Deadlines obliged me to submit this article for publication before the election results were declared. I will therefore focus on possible scenarios between results and formation of a government. I hope that I will be proven wrong. There is no doubt that society stands enraged at the state of affairs in politics in Goa. The lack of commitment and ethics, topped by insatiable greed is truly depressing. Apart from the anti-merger and language issues, no other political development has generated so much heat and noise. Defection is the new buzz word; made more offensive with audacious claims by defectors that they act for the good of the constituency. Defections have become so ingrained that even priests are now advocating gheraoing MLAs who consider defecting. What this is meant to achieve is not very clear as the act of a gherao would not only be ineffective, but itself a breach of law. What is required urgently is a complete overhaul of the “Anti-Defection Law”.
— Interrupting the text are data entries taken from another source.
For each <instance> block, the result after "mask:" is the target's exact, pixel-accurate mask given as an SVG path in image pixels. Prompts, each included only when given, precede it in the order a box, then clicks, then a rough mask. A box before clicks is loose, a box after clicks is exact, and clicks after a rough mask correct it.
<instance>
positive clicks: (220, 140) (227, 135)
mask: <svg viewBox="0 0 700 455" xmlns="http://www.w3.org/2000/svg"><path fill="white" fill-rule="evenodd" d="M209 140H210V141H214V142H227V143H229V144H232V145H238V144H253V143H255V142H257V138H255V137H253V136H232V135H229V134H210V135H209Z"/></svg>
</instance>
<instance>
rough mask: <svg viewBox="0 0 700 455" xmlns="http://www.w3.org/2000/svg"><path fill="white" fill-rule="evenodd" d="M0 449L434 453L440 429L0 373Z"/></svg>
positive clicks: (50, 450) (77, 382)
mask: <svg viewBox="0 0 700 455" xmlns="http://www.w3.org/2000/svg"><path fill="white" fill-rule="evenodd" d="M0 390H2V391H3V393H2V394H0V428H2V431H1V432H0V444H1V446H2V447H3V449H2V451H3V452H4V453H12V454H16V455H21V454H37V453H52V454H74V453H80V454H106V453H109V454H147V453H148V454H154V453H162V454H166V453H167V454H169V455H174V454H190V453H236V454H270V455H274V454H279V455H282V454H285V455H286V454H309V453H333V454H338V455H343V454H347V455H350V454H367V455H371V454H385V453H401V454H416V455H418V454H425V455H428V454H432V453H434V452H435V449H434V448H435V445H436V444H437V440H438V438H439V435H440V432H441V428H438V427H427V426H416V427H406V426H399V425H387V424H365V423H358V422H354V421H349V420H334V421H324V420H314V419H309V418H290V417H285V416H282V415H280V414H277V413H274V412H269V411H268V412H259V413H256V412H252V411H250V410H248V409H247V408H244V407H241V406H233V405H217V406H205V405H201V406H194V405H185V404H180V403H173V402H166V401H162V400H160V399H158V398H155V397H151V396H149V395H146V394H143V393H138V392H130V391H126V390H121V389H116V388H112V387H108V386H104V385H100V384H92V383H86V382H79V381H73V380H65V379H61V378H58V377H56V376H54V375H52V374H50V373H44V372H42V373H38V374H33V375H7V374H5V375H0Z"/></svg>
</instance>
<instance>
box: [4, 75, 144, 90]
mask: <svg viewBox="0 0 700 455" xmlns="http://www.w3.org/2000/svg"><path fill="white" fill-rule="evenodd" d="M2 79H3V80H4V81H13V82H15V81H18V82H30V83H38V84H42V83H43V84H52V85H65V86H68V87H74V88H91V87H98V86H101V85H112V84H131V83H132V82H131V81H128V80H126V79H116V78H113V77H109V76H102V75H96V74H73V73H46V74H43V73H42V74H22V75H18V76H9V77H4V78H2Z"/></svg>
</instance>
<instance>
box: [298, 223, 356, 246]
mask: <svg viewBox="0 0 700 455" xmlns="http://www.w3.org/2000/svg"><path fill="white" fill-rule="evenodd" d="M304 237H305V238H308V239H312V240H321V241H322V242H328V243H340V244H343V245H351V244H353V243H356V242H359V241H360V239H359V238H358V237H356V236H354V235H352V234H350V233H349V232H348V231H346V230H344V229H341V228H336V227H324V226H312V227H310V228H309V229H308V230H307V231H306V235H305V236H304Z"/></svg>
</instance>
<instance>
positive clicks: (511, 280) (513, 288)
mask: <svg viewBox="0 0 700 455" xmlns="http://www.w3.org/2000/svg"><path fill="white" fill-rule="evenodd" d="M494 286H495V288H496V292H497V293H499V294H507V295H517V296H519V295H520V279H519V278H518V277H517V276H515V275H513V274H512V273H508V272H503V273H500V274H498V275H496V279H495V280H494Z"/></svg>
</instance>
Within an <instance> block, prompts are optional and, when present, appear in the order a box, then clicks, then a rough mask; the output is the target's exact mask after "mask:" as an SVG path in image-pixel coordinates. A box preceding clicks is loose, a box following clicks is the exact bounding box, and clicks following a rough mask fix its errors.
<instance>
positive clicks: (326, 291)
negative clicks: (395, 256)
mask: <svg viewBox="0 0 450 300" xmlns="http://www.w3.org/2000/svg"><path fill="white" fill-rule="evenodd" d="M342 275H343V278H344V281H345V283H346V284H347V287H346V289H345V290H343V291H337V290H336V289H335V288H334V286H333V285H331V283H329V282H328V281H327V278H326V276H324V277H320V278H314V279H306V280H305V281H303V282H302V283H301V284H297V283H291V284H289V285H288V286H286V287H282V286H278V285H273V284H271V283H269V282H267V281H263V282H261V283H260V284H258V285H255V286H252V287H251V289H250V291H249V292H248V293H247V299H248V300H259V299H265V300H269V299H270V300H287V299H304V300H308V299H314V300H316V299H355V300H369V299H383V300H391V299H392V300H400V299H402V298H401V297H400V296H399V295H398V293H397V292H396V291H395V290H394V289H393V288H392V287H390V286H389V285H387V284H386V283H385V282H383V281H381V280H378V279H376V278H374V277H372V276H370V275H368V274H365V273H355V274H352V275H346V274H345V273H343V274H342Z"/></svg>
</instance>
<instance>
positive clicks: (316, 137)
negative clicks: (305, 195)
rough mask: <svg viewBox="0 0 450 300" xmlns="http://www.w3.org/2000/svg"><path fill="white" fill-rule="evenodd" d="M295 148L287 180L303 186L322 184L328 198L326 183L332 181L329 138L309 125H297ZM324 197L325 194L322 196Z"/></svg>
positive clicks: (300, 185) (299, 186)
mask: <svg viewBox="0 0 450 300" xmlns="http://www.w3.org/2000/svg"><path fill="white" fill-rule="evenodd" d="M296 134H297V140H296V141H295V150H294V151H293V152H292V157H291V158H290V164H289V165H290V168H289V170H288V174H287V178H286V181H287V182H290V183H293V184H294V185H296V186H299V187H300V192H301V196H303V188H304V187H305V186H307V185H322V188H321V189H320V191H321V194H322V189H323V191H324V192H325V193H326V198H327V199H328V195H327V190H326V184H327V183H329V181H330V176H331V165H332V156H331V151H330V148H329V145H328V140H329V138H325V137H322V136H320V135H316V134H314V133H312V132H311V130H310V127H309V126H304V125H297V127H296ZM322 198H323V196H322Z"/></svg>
There is general resentment against many of the candidates for lack of principles and morals. There is also complete disarray in the ranks of a fragmented opposition. With the much-anticipated hung assembly, the two major players will hunt for the independents with the BJP having an edge, the groundwork being already in place. If the magic number remains elusive, (or even if achieved), manoeuvres to dismantle pre-poll alliances will be launched. Again, already in progress as reported in the press with stories of parleys in wildlife resorts. And finally, the defections; the frogs now have a free hand with the recent HC judgement which reduced the anti-defection law to garbage. Candidates were being corralled into resorts like so many prized heifers to prevent poaching. Attempts to pre-empt defection with pre-poll visits to temples, churches and mosques were farcical. So, what did the HC say on Feb 25. about the defections?
It held that the “Indian National Congress (INC) members in the Goa assembly, who had defected to the BJP following the last elections, were exempt from disqualification under para 4(2) of the Tenth Schedule of the Constitution, the “Anti-Defection Law”. This para in simple language, states that if a party ‘A’ merges with another party ‘B’, with two thirds of party ‘A’ agreeing with the merger, then MLAs shall not be considered defectors and therefore outside the ambit of the anti-defection law. Hence the provisions of para 4 will not apply. Since 10 of the 15 members (2/3) of the INC chose to join the BJP, they were declared exempt from being labelled defectors. According to legal luminaries, this is a clear example of conveniently misreading the provisions of the law. When analysed carefully, the law requires a sequence of events before exemptions can be made applicable.
First and foremost, a merger of party ‘A’ has to take place with party ‘B’. It cannot and should not be “deemed” to have occurred. Secondly, at least two-thirds of party ‘A’ MLAs have to state that they agree with the merger. Only if these two events have occurred can a member of the defecting group claim exemption from the provisions of the anti-defection law and disqualification. In the present case, the question is: – did the CLP merge with the BJP? The answer is a resounding “NO”. Did two-thirds of the defecting group agree with this “deemed” merger. There is no record of this having taken place. What did happen is 10 members of the elected group of 15 INC MLAs walked out of the party for shameless reasons which were self-evident from subsequent events. Ministries and Chairmanships were up for grabs, and distributed at the largesse of the BJP as rewards.
The HC chose to overlook/misread these facts and stated that “under sub-paragraph (2) of paragraph (4), the merger of this group of Congress MLAs with the BJP is deemed to be a merger of the original political party the INC, with the BJP. Therefore, these members are protected under paragraph (4).” There is only one way to counter such a judgment and eliminate the menace of defections; and gheraoing the defectors does not appear to provide that solution. The judgment must be vigorously contested in a higher court by seasoned and experienced lawyers. Secondly, and more importantly, there has to be an energetic campaign, lobbying to amend the anti-defection law and plug the loopholes. You cannot, for example, have a law where the speaker, who is entrusted with making a politically loaded decision, is not bound by any time frame. He is obviously going to politicise his verdict, slant it in favour of his sponsors, or render it irrelevant; as occurred in this case. The power to adjudicate must be shifted to an independent authority and time bound. The problem is that this must be pursued by the most aggrieved party, the INC, and a society which has a short memory. But do the “generals” in the Congress party like Rahul Gandhi have the stomach for such a fight; after all, tomorrow they may be at the receiving end. Look at how lightly they let off the BJP on the Pegasus issue and made no noise over the NSE scam.
A long time ago, shortly after my return to Goa, I was invited by a friend for dinner at a starred hotel. To entice me to accept, he promised he would arrange a special item on the menu. When it arrived, I was informed that it was “jumping chicken”. Let us hope that our elected frogs are not converted to “jumping chickens” to be devoured by greed and exited the following day.